Glaber passa au moyen-âge. Sous le langage abstrus des alchimistes, il dévoila l’ingéniosité ou la profondeur des doctrines. Dans la recherche de la pierre philosophale qui aurait le don de transmuer les uns dans les autres les éléments naturels, ou de l’élixir d’immortalité, ce qu’ils cherchaient en réalité, c’était ce même et mystérieux principe : la vie. Ce principe secret, n’était-ce pas lui que les alchimistes poursuivaient dans leurs plus folles spéculations, tel ce Prétorius lorsque, dans son Anthropodemicus Plutonicus, il exposait le moyen de créer artificiellement un être humain, « l’homunculus, » en lui appliquant le secret du principe vital ? Puis ce furent, dans le magnifique rayonnement de la Renaissance, André Vésale, Ambroise Paré, Fabrice d’Acquapendente, et tant d’autres tendant de plus en plus près les prises de l’intelligence humaine autour de l’insondable énigme.
Et Glaber vint aux temps modernes. Il montra le développement prodigieux de la science. Il énuméra les grands savants toujours penchés sur le même problème : LA VIE. Herbert-Spencer et Brownn-Séquard, Hæckel et Darwin, Cuvier et Claude Bernard. Il confronta les deux grands systèmes qui se partageait le champ clos des études biologiques : les animistes et les vitalistes. Les animistes enseignant avec Sthal, que la vie n’est pas distincte de l’âme dont elle est une propriété et une application – les vitalistes se rattachant au contraire avec Bichat, Barthez, Lordat, à l’antique vérité que la vie est un principe sui generis, à la fois distinct de l’âme et du corps. De nos jours enfin, c’était Quinton avec ses célèbres théories sur le milieu organique marin, retrouvant le principe vital dans le plasma marin. Puis ce fut Metchnikoff et sa théorie microbienne. Puis, enfin, il effleura les théories toutes récentes de Voronof qui cherche la prolongation de la vie dans la greffe de diverses glandes du corps humain et la théorie de l’anabiose par laquelle Lœb et Métalnikof regardent le froid comme le père de la vie et cherchent le principe efficient de cette dernière dans les transformations chimiques résultant de la congélation.

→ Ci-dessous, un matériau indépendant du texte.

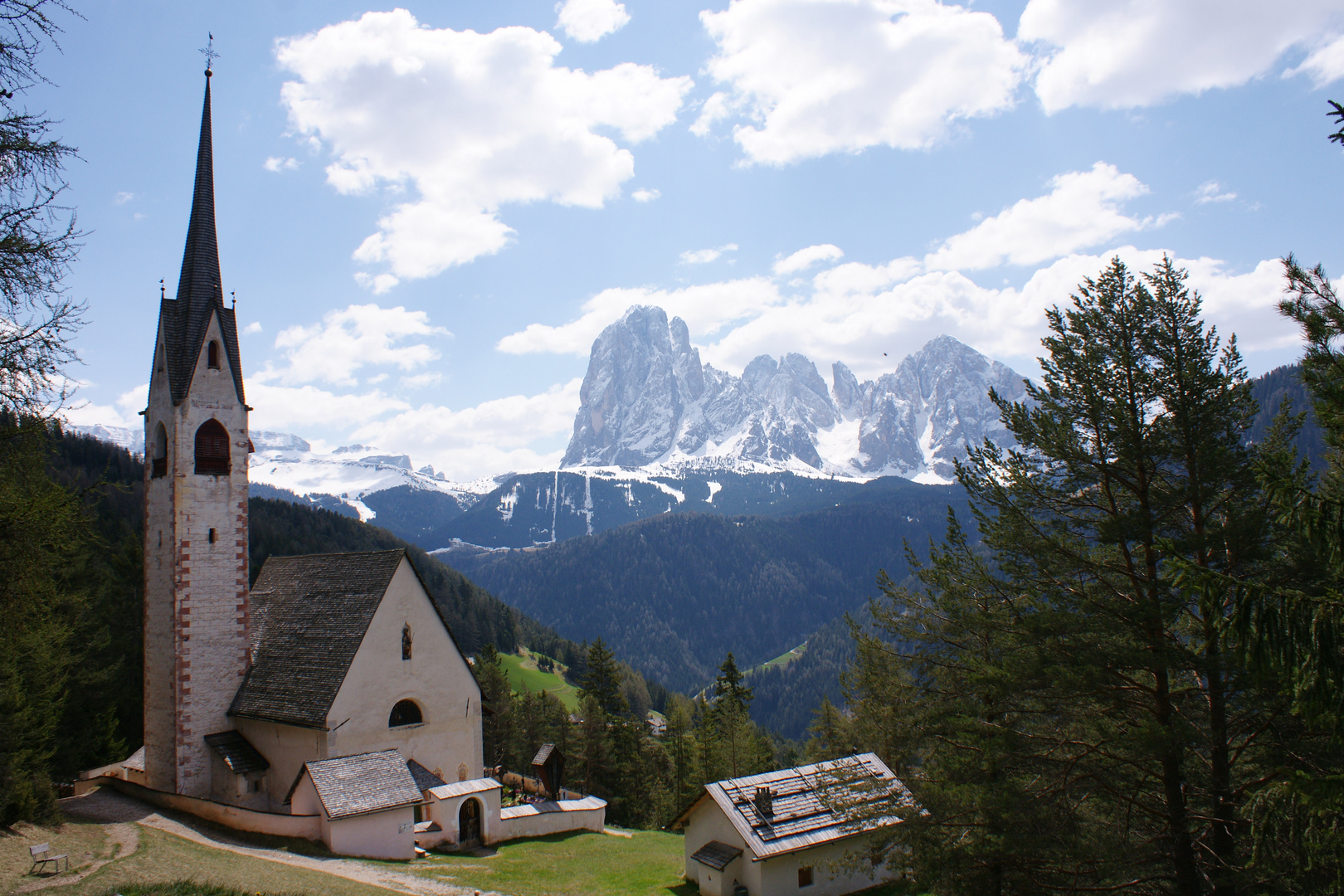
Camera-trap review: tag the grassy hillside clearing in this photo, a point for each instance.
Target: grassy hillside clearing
(523, 674)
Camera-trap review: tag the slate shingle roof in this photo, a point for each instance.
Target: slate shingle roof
(811, 804)
(236, 752)
(201, 293)
(308, 618)
(425, 779)
(363, 783)
(717, 855)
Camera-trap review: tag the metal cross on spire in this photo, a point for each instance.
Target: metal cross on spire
(208, 51)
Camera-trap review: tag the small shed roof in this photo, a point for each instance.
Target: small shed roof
(236, 752)
(463, 787)
(425, 779)
(811, 805)
(362, 783)
(715, 855)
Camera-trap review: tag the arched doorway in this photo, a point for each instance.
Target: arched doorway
(470, 824)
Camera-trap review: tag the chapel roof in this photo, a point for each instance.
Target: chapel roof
(308, 618)
(184, 320)
(811, 805)
(362, 783)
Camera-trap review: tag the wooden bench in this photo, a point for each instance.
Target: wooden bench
(42, 855)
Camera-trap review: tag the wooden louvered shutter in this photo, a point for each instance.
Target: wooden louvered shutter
(212, 449)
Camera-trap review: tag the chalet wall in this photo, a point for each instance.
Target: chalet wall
(709, 822)
(436, 677)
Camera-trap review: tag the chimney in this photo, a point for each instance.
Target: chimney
(763, 802)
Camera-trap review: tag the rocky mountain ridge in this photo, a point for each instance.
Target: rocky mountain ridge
(647, 399)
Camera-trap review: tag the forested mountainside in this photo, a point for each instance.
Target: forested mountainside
(1269, 392)
(786, 696)
(676, 592)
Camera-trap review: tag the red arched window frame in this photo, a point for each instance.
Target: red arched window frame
(212, 449)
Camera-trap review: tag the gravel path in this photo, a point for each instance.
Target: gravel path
(119, 815)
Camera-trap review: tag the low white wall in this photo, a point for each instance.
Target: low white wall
(236, 817)
(538, 820)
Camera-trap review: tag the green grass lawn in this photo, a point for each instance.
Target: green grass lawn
(574, 864)
(523, 674)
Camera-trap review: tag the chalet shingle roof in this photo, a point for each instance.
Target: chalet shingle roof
(717, 855)
(363, 783)
(308, 618)
(811, 805)
(236, 752)
(201, 293)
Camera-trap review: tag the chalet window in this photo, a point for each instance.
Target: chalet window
(212, 449)
(405, 713)
(158, 460)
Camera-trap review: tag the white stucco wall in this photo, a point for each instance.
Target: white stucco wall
(539, 821)
(195, 590)
(446, 811)
(436, 677)
(286, 748)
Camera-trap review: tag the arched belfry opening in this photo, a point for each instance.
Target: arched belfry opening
(158, 453)
(212, 449)
(405, 713)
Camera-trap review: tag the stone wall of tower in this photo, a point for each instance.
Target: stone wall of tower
(195, 587)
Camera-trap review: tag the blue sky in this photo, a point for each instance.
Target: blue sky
(429, 212)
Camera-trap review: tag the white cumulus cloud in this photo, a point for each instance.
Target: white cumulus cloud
(280, 163)
(350, 338)
(1213, 192)
(815, 77)
(589, 21)
(463, 124)
(806, 258)
(706, 256)
(1082, 208)
(1324, 65)
(1118, 54)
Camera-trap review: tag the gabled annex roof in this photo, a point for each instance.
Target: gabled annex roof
(811, 805)
(309, 614)
(359, 785)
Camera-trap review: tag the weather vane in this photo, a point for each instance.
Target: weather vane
(208, 51)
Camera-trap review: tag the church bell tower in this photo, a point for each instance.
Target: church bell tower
(195, 509)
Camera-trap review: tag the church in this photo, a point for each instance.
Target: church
(329, 700)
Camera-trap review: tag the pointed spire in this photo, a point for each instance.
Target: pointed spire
(199, 284)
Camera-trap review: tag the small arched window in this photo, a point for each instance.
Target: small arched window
(158, 455)
(212, 449)
(405, 713)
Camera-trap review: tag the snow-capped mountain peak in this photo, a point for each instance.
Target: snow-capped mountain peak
(648, 401)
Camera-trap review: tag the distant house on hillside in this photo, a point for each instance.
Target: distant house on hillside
(778, 833)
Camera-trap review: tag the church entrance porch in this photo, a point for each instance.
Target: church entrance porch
(470, 824)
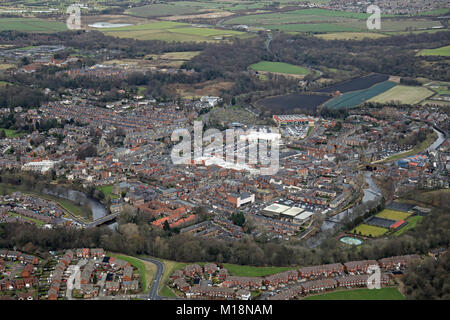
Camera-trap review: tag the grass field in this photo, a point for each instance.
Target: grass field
(350, 36)
(279, 67)
(404, 95)
(360, 294)
(173, 31)
(369, 231)
(411, 224)
(443, 51)
(31, 25)
(355, 98)
(250, 271)
(147, 270)
(393, 215)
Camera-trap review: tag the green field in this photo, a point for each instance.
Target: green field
(279, 67)
(172, 31)
(360, 294)
(443, 51)
(393, 214)
(411, 224)
(403, 95)
(31, 25)
(355, 98)
(369, 231)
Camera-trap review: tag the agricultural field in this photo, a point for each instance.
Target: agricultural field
(443, 51)
(393, 214)
(350, 36)
(404, 95)
(360, 294)
(31, 25)
(293, 103)
(279, 67)
(173, 31)
(369, 231)
(353, 99)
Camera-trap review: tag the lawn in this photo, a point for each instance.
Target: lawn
(360, 294)
(147, 270)
(443, 51)
(393, 215)
(369, 231)
(411, 225)
(250, 271)
(279, 67)
(404, 95)
(31, 25)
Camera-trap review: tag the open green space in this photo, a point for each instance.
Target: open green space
(173, 31)
(279, 67)
(369, 231)
(360, 294)
(393, 214)
(403, 95)
(410, 225)
(443, 51)
(355, 98)
(31, 25)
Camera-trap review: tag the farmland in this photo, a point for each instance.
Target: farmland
(31, 25)
(404, 95)
(353, 99)
(369, 231)
(393, 214)
(293, 103)
(279, 67)
(361, 294)
(172, 31)
(443, 51)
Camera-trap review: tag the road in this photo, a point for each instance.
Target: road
(153, 294)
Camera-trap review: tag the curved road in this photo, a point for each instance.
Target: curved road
(153, 294)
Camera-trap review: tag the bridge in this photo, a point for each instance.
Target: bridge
(103, 220)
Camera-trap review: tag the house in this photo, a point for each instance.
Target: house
(326, 270)
(398, 262)
(181, 284)
(112, 286)
(353, 267)
(192, 269)
(210, 268)
(243, 282)
(281, 278)
(318, 285)
(243, 294)
(128, 273)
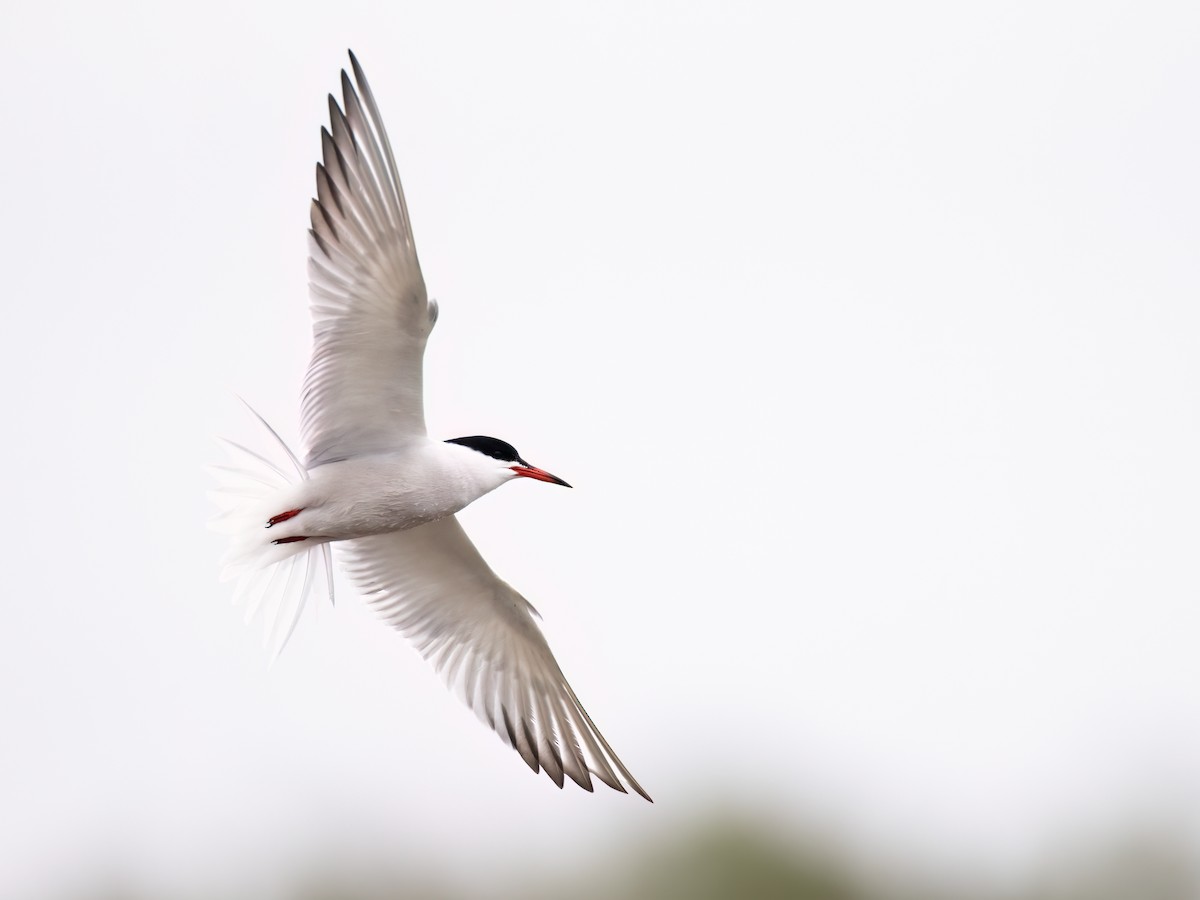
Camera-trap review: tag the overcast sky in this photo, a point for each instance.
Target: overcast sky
(869, 337)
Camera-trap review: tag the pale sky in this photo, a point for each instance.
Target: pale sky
(869, 337)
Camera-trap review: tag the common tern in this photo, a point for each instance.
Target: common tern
(372, 481)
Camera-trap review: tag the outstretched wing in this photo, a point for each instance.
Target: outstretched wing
(432, 585)
(371, 315)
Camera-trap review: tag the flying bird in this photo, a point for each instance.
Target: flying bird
(375, 483)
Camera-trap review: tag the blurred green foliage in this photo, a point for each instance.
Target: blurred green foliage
(726, 857)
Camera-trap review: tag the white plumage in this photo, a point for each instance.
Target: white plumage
(377, 485)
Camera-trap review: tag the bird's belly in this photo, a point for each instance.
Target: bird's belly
(358, 498)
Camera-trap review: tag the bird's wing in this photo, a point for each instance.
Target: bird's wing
(371, 315)
(432, 585)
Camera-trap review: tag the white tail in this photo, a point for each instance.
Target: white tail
(273, 577)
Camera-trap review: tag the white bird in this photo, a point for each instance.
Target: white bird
(375, 483)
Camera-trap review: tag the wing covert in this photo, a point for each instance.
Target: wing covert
(432, 585)
(363, 391)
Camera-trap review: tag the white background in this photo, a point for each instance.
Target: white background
(869, 337)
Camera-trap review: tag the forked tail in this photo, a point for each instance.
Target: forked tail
(275, 577)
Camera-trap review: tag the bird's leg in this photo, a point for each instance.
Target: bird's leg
(283, 516)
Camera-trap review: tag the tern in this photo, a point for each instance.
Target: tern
(372, 481)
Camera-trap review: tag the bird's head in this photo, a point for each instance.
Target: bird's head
(499, 460)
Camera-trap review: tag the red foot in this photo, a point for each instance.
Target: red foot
(283, 516)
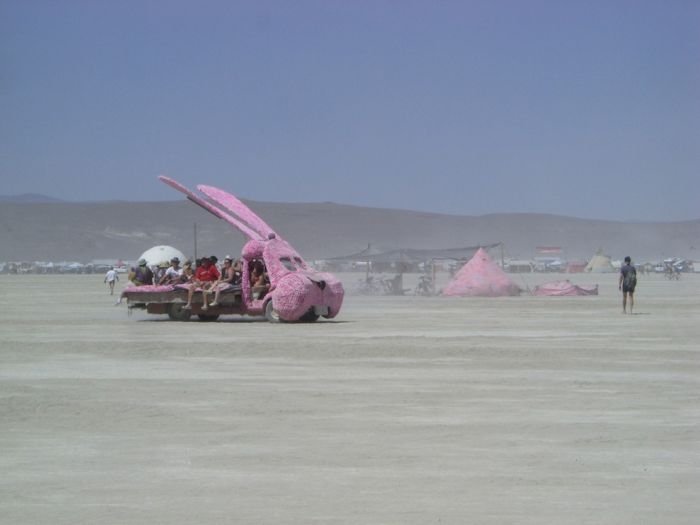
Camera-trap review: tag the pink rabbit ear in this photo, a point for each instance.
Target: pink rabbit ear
(235, 206)
(245, 230)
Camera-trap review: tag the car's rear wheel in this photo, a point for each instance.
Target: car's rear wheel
(309, 317)
(271, 314)
(176, 312)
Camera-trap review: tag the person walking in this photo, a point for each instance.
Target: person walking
(111, 279)
(627, 283)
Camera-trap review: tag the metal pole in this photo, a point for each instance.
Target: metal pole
(195, 243)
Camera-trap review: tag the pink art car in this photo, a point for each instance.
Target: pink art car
(296, 291)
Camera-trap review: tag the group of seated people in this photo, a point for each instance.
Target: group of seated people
(207, 277)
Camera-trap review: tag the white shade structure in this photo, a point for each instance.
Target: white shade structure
(159, 254)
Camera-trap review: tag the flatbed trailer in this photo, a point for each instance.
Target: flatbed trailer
(172, 299)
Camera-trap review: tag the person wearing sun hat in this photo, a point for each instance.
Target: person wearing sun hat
(230, 276)
(205, 277)
(141, 275)
(173, 274)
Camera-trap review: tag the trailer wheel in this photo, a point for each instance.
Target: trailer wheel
(176, 312)
(271, 314)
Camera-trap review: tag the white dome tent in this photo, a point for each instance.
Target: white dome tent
(161, 254)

De cette enquête quasi fantastique à travers les philosophies et les temps, ce fait se dégageait – et c’était la conclusion essentielle de Glaber – que la vie est un principe réel et positif, donc d’une réalité objective. Ce principe est à la fois matériel et immatériel. On peut par approximation s’en faire une idée en le comparant à l’électricité qui, sans être le principe vital lui-même, en est cependant une des réalités actuellement connues qui s’en rapproche le plus. L’électricité est conjointement matérielle et immatérielle, puisque ses effets sont tangibles et positifs, quoiqu’elle soit, par elle-même, invisible, inodore, insaisissable, impalpable. Un autre élément, qui nous donne une connaissance lointaine du principe vital, c’est le fluide magnétique, cette force mystérieuse, mais indéniable, qui émane de notre système nerveux, traduisant par sa présence quelque chose du principe intime de la vie. Les propriétés du radium en donnaient aussi, dans leur sphère, une expression et une intuition.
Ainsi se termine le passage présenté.